Element of Mao Zedong Thought

The Continuous Revolution Theory (继续革命论, sometimes also translated as the theory of continuing revolution under the dictatorship of the proletariat) is an element of Maoism. This is often subsumed under the subject of the Cultural Revolution.

==Overview==
The Continuous Revolution Theory is rooted in Mao's thoughts regarding the nature of contradiction. He argues that, since contradictions within society between revolutionary and reactionary elements can be expected to continue for a long time, it is necessary to work continuously toward the progressive fulfillment of the revolutionary program. As Mao has written:

"Every difference in men's concepts should be regarded as reflecting an objective contradiction. Objective contradictions are in subjective thinking, and this process constitutes the contradictory movement of concepts, pushes forward the development of thought, and ceaselessly solves problems in man's thinking."

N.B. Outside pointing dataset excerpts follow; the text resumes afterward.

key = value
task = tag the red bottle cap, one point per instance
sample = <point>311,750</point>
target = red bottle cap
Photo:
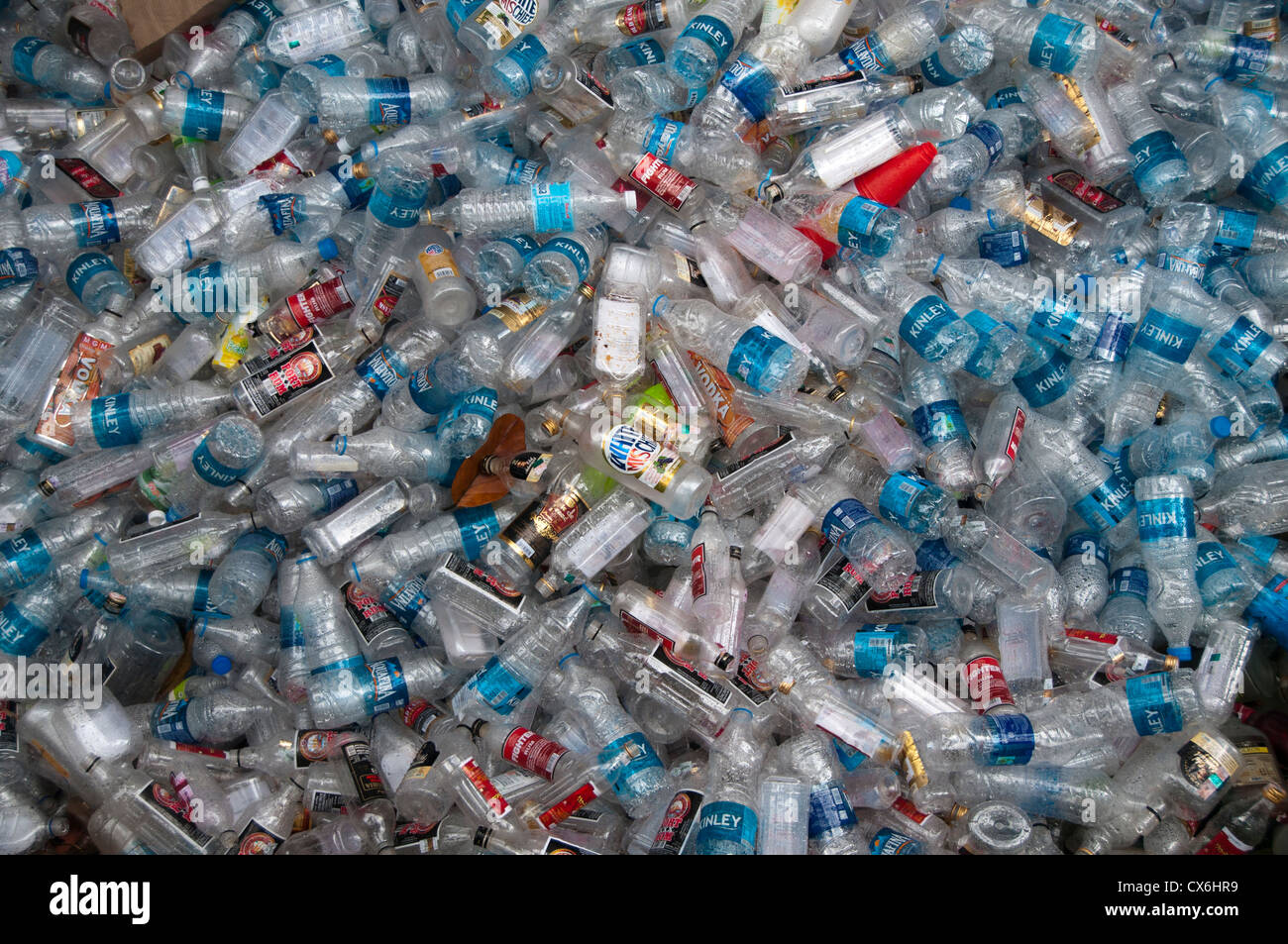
<point>890,181</point>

The contention that contradiction is inherent to everything is thus taken to suggest that revolution must be continual if it is not to succumb to reactionary forces. The Continuous Revolution Theory is rooted in this fundamental insight regarding the nature of contradiction. It suggests that a revolution cannot really be "over" because contradictions will continue to develop, such that it is necessary to perpetually resolve emergent contradictions in favor of the revolutionary program while resisting the risk of sliding back into reaction. The Continuous Revolution Theory thus rejects any notion of a revolution that is once and for all, since it is impossible to remove contradiction per se from the fabric of nature. Starr makes it clear that contradiction is the central concept of the Continuous Revolution Theory in his discussion of the key themes of the theory:

"These themes are, first, that contradiction or conflict in a society is ubiquitous and permanent and that this condition applies just as surely to a society in the process of socialist transformation as it does to a bourgeois or feudal society."

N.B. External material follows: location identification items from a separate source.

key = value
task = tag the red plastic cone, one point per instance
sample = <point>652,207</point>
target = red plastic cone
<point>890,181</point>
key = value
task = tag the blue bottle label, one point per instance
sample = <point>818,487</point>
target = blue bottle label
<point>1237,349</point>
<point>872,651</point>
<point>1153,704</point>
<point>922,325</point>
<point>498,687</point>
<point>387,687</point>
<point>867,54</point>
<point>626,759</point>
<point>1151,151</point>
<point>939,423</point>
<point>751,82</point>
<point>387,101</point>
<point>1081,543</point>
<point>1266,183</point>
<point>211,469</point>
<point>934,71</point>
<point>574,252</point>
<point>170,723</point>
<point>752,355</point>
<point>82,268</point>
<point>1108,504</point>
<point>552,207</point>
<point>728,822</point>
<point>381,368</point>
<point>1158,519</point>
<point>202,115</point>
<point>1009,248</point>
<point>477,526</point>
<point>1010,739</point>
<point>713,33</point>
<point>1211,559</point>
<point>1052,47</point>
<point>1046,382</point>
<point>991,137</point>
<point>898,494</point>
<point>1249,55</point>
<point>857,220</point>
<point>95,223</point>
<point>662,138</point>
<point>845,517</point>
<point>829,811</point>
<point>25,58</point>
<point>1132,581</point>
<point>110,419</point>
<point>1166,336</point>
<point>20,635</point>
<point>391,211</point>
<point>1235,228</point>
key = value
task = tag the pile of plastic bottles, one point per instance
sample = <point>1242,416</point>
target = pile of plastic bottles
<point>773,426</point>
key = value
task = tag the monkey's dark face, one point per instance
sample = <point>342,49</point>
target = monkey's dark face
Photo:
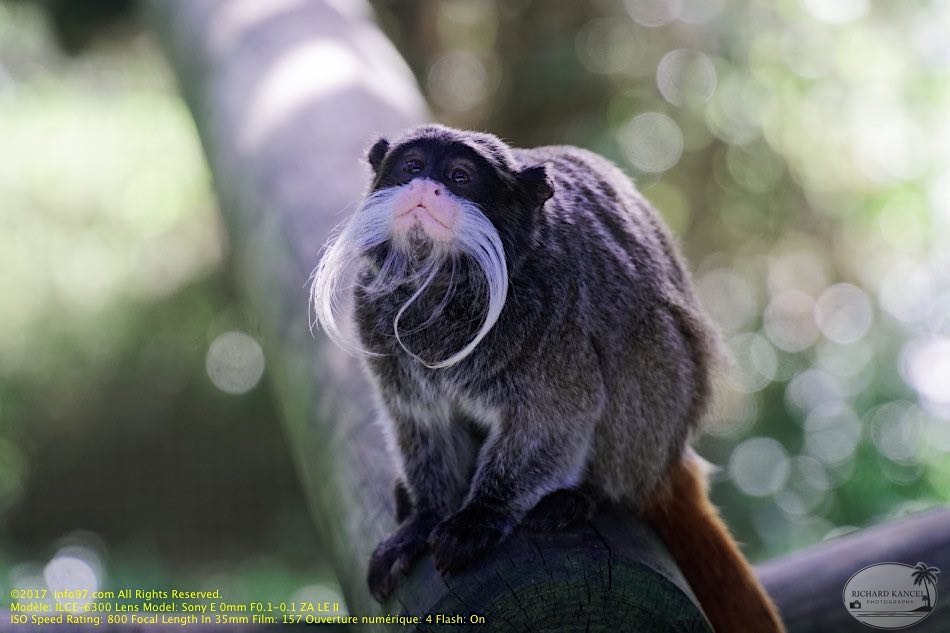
<point>444,204</point>
<point>439,174</point>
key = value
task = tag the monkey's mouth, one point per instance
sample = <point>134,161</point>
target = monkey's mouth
<point>432,224</point>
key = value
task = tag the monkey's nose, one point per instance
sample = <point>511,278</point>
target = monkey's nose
<point>426,187</point>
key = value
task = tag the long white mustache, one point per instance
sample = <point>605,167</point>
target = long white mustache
<point>371,226</point>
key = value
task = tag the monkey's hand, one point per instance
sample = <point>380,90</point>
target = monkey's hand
<point>395,556</point>
<point>467,535</point>
<point>559,510</point>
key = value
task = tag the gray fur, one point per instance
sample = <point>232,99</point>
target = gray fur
<point>593,377</point>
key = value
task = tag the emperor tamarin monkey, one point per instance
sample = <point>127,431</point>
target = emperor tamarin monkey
<point>537,346</point>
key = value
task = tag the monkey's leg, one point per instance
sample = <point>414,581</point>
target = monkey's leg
<point>516,468</point>
<point>560,510</point>
<point>434,461</point>
<point>403,501</point>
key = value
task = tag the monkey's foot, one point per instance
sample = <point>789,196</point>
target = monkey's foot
<point>559,510</point>
<point>394,556</point>
<point>467,535</point>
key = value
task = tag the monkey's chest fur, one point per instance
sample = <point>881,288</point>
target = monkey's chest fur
<point>601,337</point>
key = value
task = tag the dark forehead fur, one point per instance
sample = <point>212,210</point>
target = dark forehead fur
<point>488,146</point>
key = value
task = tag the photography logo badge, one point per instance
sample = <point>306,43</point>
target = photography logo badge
<point>891,595</point>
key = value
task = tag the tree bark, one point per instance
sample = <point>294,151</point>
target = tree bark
<point>287,96</point>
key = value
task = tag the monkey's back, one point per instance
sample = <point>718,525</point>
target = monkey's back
<point>636,304</point>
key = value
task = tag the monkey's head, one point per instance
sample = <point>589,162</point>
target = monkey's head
<point>442,202</point>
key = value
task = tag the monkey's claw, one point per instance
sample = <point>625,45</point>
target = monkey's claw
<point>559,510</point>
<point>466,536</point>
<point>394,556</point>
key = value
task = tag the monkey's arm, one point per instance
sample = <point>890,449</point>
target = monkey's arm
<point>434,465</point>
<point>539,446</point>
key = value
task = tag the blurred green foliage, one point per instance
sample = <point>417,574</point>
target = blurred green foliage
<point>135,441</point>
<point>800,149</point>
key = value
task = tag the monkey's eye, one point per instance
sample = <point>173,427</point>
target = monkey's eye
<point>459,176</point>
<point>412,166</point>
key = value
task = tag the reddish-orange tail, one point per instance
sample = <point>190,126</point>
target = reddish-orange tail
<point>709,557</point>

==Relationship to the Cultural Revolution==
The Continuous Revolution Theory is closely related to but not identical with the Cultural Revolution. More specifically, it was the guiding ideology of the Cultural Revolution, with the latter thus being how the Chinese Communist Party (CCP) attempted to implement Continuous Revolution Theory. The Cultural Revolution was itself a result of Mao's perception, in 1966, that the CCP leadership itself had become corrupted:

"Believing that current Communist leaders were taking the party, and China itself, in the 	wrong direction, Mao called on the nation's youth to purge the 'impure' elements of 	Chinese society and revive the revolutionary spirit that had led to victory in the civil war 	20 years ago and the formation of the People's Republic of China."

==Historical evaluation==
Mao believed that revolutions can betray themselves and that the new ruling class that emerges in the aftermath of a revolution may itself need to be challenged through a process of continuous revolution. However, the Cultural Revolution that was driven by the Continuous Revolution Theory was marked by atrocities and may not always be interpreted as serving truly revolutionary ends. After the death of Mao and the arrest of the Gang of Four, the CCP has lost interest in continuous revolution. The outcome of the Cultural Revolution raises questions about whether the Continuous Revolution Theory is actually practicable.

== 1975 Chinese Constitution ==
The Continuous Revolution Theory is mentioned in the preamble of the 1975 Chinese constitution, which replaced the 1954 constitution and was written in the spirit of the Cultural Revolution.